Acute demyelinating polyneuropathy (AIDP), which closely resembles Guillain-Barré syndrome (GBS) is a rare but well recognised disease in PLWH. The pathogenesis of HIV associated AIDP is unknown. Proposed mechanisms include cell-mediated macrophage demyelination, perivascular T cell lymphocytic infiltration, antibody mediated neuronal damage secondary to molecular mimicry, and HIV neurotoxic proteins (75). AIDP most commonly occurs in early HIV disease associated with seroconversion, early asymptomatic HIV or as an immune reconstitution disorder one to two months post cART commencement (75). Chronic inflammatory demyelinating polyneuropathy (CIDP) may occur during any stage of HIV disease though it is exceedingly uncommon with advanced immunosuppression (CD4 count < 200 cm/mm3) where CMV is more likely as it can cause a radiculomyelopathy that can mimic AIDP/CIDP (75).

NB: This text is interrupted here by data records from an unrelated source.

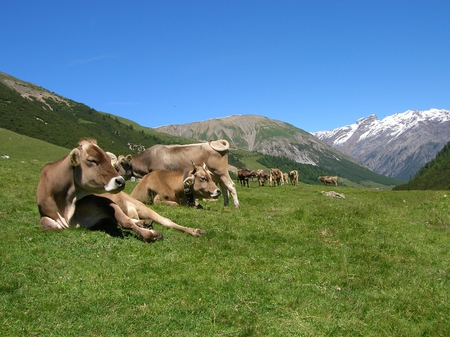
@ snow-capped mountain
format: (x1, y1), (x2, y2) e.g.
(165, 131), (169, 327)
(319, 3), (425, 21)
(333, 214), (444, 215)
(313, 109), (450, 181)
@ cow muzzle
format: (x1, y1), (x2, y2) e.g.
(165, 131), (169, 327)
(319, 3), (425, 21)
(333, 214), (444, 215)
(105, 176), (125, 193)
(211, 189), (222, 198)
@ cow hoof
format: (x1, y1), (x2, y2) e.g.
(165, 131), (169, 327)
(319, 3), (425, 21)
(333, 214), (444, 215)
(143, 219), (153, 229)
(194, 229), (207, 237)
(144, 229), (164, 243)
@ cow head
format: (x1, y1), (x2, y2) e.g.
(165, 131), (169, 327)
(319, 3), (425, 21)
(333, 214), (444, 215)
(113, 154), (133, 180)
(69, 138), (125, 193)
(183, 163), (221, 199)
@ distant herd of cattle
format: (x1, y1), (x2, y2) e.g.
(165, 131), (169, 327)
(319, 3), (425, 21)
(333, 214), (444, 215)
(36, 138), (337, 242)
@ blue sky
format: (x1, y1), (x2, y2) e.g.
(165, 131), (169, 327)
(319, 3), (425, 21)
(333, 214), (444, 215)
(0, 0), (450, 132)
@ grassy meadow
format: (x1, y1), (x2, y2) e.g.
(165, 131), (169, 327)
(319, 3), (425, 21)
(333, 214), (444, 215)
(0, 129), (450, 336)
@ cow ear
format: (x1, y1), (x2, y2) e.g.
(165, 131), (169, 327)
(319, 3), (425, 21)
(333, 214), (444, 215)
(183, 175), (195, 188)
(69, 149), (81, 166)
(191, 160), (197, 173)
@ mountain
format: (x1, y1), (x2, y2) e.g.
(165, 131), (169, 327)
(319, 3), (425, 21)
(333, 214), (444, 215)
(0, 72), (192, 154)
(155, 115), (399, 185)
(0, 72), (400, 187)
(313, 109), (450, 181)
(394, 142), (450, 190)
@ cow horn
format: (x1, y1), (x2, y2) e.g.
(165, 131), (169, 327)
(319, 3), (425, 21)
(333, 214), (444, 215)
(191, 160), (197, 173)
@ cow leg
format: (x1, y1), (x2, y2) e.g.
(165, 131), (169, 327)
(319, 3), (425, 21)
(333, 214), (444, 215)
(111, 203), (162, 242)
(219, 179), (239, 208)
(40, 214), (69, 230)
(138, 205), (206, 237)
(119, 193), (205, 237)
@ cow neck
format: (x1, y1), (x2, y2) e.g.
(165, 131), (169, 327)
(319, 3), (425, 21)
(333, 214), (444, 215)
(183, 171), (195, 206)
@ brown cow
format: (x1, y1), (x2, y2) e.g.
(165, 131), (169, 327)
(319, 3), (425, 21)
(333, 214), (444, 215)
(319, 176), (337, 186)
(131, 164), (220, 207)
(256, 170), (269, 186)
(269, 169), (283, 186)
(36, 138), (202, 242)
(238, 169), (256, 187)
(289, 170), (298, 186)
(117, 139), (239, 207)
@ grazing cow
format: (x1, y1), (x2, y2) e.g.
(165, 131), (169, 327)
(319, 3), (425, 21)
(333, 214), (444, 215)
(281, 173), (288, 185)
(36, 138), (202, 242)
(256, 170), (269, 186)
(238, 169), (256, 187)
(319, 176), (337, 186)
(116, 139), (239, 207)
(131, 163), (220, 207)
(289, 170), (298, 186)
(269, 169), (283, 186)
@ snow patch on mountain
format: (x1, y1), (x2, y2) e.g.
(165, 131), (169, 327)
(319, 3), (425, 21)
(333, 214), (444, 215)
(313, 108), (450, 180)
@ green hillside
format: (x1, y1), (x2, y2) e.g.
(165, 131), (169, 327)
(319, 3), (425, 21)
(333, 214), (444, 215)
(394, 142), (450, 190)
(0, 72), (400, 188)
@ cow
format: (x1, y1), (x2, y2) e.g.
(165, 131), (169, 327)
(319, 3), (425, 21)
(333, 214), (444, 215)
(269, 168), (283, 187)
(131, 163), (220, 208)
(289, 170), (298, 186)
(36, 138), (203, 242)
(256, 170), (269, 186)
(281, 173), (288, 185)
(319, 176), (337, 186)
(116, 139), (239, 208)
(238, 169), (256, 187)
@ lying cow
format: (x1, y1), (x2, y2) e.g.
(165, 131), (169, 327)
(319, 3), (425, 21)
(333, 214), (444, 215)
(319, 176), (337, 186)
(116, 139), (239, 207)
(238, 169), (256, 187)
(256, 170), (269, 186)
(269, 169), (283, 186)
(36, 138), (202, 242)
(131, 163), (220, 207)
(289, 170), (298, 186)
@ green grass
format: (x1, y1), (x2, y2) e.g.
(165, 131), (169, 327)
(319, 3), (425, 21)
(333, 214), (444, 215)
(0, 130), (450, 336)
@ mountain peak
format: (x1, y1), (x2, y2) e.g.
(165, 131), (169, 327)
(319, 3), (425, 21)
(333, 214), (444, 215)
(314, 108), (450, 181)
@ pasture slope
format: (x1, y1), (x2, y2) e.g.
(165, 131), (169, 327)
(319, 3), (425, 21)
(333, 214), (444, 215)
(0, 129), (450, 337)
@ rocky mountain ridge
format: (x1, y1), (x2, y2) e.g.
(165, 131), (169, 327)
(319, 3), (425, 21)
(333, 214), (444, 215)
(155, 115), (359, 166)
(313, 109), (450, 181)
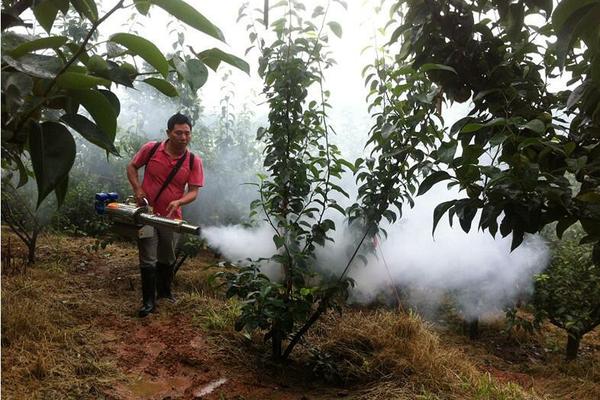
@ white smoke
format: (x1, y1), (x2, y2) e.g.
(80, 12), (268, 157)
(350, 187), (549, 319)
(204, 181), (549, 319)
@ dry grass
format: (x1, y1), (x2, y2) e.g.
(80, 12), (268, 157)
(2, 266), (119, 399)
(302, 310), (534, 399)
(2, 230), (600, 400)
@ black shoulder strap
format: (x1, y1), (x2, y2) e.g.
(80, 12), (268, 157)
(142, 141), (160, 165)
(154, 151), (188, 204)
(190, 151), (194, 172)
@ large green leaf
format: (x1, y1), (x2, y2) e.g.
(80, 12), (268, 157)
(2, 54), (62, 79)
(431, 200), (456, 235)
(196, 47), (250, 75)
(56, 72), (110, 89)
(143, 78), (179, 97)
(417, 171), (452, 196)
(98, 89), (121, 116)
(71, 0), (98, 22)
(552, 0), (600, 32)
(133, 0), (150, 15)
(69, 89), (117, 143)
(419, 63), (458, 75)
(523, 118), (546, 135)
(33, 0), (58, 33)
(327, 21), (342, 38)
(50, 0), (70, 14)
(29, 121), (75, 207)
(54, 174), (69, 207)
(110, 33), (169, 77)
(10, 36), (68, 58)
(150, 0), (225, 42)
(173, 57), (208, 91)
(60, 114), (119, 156)
(555, 0), (600, 68)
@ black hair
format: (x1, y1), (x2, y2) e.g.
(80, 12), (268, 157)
(167, 112), (192, 131)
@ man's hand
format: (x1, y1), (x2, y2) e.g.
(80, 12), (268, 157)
(135, 188), (148, 206)
(167, 200), (181, 218)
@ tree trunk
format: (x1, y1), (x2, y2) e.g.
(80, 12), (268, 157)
(566, 332), (581, 361)
(27, 231), (37, 265)
(271, 326), (281, 361)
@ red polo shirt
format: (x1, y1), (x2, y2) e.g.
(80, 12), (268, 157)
(132, 142), (204, 219)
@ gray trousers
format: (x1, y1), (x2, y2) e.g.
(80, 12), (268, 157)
(138, 227), (179, 268)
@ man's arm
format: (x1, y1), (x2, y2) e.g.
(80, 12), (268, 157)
(127, 161), (146, 205)
(167, 185), (200, 218)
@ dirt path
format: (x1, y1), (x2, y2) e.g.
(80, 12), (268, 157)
(71, 242), (314, 400)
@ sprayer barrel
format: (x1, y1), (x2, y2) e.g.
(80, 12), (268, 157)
(137, 213), (200, 235)
(103, 202), (200, 235)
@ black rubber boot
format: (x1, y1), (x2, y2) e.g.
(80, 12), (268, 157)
(156, 263), (175, 301)
(138, 267), (156, 318)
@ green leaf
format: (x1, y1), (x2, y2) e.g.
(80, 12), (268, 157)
(133, 0), (150, 15)
(71, 0), (98, 22)
(60, 114), (119, 157)
(110, 33), (169, 77)
(327, 21), (342, 38)
(437, 140), (458, 164)
(417, 171), (452, 196)
(552, 0), (598, 32)
(419, 63), (458, 75)
(56, 72), (110, 89)
(98, 89), (121, 116)
(556, 217), (578, 239)
(431, 200), (456, 236)
(85, 54), (109, 73)
(2, 54), (62, 79)
(553, 0), (600, 69)
(33, 0), (58, 33)
(196, 47), (250, 75)
(150, 0), (225, 42)
(50, 0), (69, 14)
(143, 78), (179, 97)
(590, 54), (600, 87)
(523, 119), (546, 135)
(29, 121), (75, 207)
(9, 36), (68, 58)
(54, 174), (69, 207)
(173, 57), (208, 91)
(460, 122), (484, 133)
(575, 191), (600, 204)
(69, 89), (117, 143)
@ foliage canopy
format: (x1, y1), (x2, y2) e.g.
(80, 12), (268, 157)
(2, 0), (249, 206)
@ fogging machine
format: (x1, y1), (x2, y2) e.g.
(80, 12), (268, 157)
(95, 192), (200, 239)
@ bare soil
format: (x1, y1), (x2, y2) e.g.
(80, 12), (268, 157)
(2, 231), (600, 400)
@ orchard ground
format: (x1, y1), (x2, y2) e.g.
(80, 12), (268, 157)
(2, 229), (600, 400)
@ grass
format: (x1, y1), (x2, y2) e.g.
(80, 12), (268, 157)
(2, 268), (119, 399)
(2, 230), (600, 400)
(300, 310), (533, 399)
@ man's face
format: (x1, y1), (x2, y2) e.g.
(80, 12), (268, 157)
(167, 124), (192, 146)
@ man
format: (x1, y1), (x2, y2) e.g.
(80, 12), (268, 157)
(127, 113), (204, 317)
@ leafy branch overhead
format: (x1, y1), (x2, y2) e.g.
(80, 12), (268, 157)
(2, 0), (250, 206)
(357, 0), (600, 263)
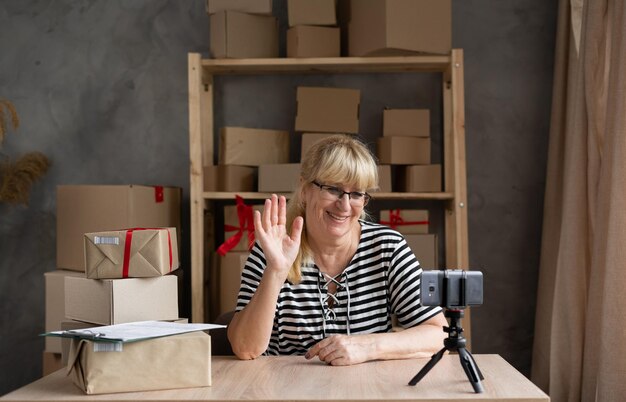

AIDP and CIDP are characterised by progressive, ascending weakness with early loss of reflexes. HIV associated AIDP is generally monophasic with symptoms peaking at 4 weeks with recovery over months to years. Diagnosis is confirmed with nerve conduction studies demonstrating a demyelinating process, and CSF examination which may show classical albuminocytologic dissociation (elevated protein, total white cell count < 50 cells/uL) as in non-HIV associated AIDP/GBS or a mild mononuclear pleocytosis and elevated protein. CSF should also be investigated for opportunistic infection with CMV, VZV, and HSV in those cases where there is a radiculomyelopathy mimicking AIDP/CIDP.
The response to immune based therapies in HIV associated AIDP/CIDP is similar to non-HIV associated AIDP/CIDP, with early initiation of plasmapheresis and IVIG associated with improvement, and the addition of commencement cART with good CNS penetration (Table 2) (75). Unlike in non-HIV associated AIDP, steroids should be considered if AIDP occurs in context of IRIS (75).